What if I told you that there is an AI watching you as you peruse the Atlantic. It's watching what you scroll to, how fast, when you hover your mouse over something, everything you click on ... and then that AI automatically sends you a message (via Twitter, or email, or chat ... however they are communicating with you) suggesting other content that the AI predicts you will like, based on everything you've ever read at the Atlantic and every behavior you have exhibited.
What if I further told you that another AI was used to write the new article that you just got emailed and that this AI will monitor whether you read the article, how fast, how far, etc. and tune its writing specifically to your desires that it discovers over time.
That's what's happening (or will very shortly). No humans will be involved in any of this. Just a bunch of computer AI in the background writing things it knows you will consume and that it will teach you to trust. In that way, it will slowly groom you however it's programmed to groom you and only show you things it knows it wants you to see. It will begin programming YOU.
Welcome to Hell.
"I am curious to know if anyone here has experienced something similar, irrespective of where for them that place might be."
I had this experience in the southern an SW part of Ireland. I have some Irish heritage but not much and not recent
Please stop moving here.
Political Junkie,
We humans are running out of space.
Handle you final rest, in any manner that makes you happy. But you don't need an excuse. Some years back, the numbers were run, and every family in America could live in a 2000ft home on an average lot. All of them fitting in Texas.
Room, we got.
"We humans are running out of space."
We seem to have plenty for increasing numbers of wind and solar farms.
Leland: I loved this sentiment.
“Home to me has always been where my family is, and more particularly now my wife (as opposed to my parents or children). My wife is who I love, so I guess I found the place where I find happiness. A place I never been before could be home, if she is there with me. It happens quite often when we travel.”
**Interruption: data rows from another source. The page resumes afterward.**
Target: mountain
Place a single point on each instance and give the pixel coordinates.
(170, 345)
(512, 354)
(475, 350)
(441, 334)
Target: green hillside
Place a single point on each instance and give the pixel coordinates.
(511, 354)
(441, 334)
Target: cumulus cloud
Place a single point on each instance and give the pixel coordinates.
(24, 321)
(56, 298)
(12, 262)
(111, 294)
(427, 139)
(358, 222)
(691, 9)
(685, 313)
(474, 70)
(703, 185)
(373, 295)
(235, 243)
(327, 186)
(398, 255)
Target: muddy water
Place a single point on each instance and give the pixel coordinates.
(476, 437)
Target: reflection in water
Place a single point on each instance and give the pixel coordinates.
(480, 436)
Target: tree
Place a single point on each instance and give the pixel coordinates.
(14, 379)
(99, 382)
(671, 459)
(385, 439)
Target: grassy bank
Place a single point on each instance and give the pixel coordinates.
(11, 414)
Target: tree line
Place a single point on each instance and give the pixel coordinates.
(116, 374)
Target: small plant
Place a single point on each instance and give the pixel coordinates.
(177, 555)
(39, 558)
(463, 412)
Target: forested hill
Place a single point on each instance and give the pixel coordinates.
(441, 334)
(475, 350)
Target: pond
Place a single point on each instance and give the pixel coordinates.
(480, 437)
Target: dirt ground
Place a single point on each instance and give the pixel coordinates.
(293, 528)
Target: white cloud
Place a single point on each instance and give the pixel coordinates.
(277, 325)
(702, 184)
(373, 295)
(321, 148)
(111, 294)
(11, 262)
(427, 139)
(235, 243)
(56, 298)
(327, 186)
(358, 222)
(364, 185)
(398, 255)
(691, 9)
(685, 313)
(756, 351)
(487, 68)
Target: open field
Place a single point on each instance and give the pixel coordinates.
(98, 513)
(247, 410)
My husband and I both agree this is perfect.
I did find that place and I did move here. Going fishing with those fish heads today.
Home for a lot of people is a word for where they grew up, or their parents lived. Not a description, necessarily, of where they currently or prefer to live.
Conversely, 'home' is used to describe simply the place they most enjoy living, or action that makes them content. Based on the latter, home can actually be anywhere.
Thanks for questioning this article. It was a bit glib.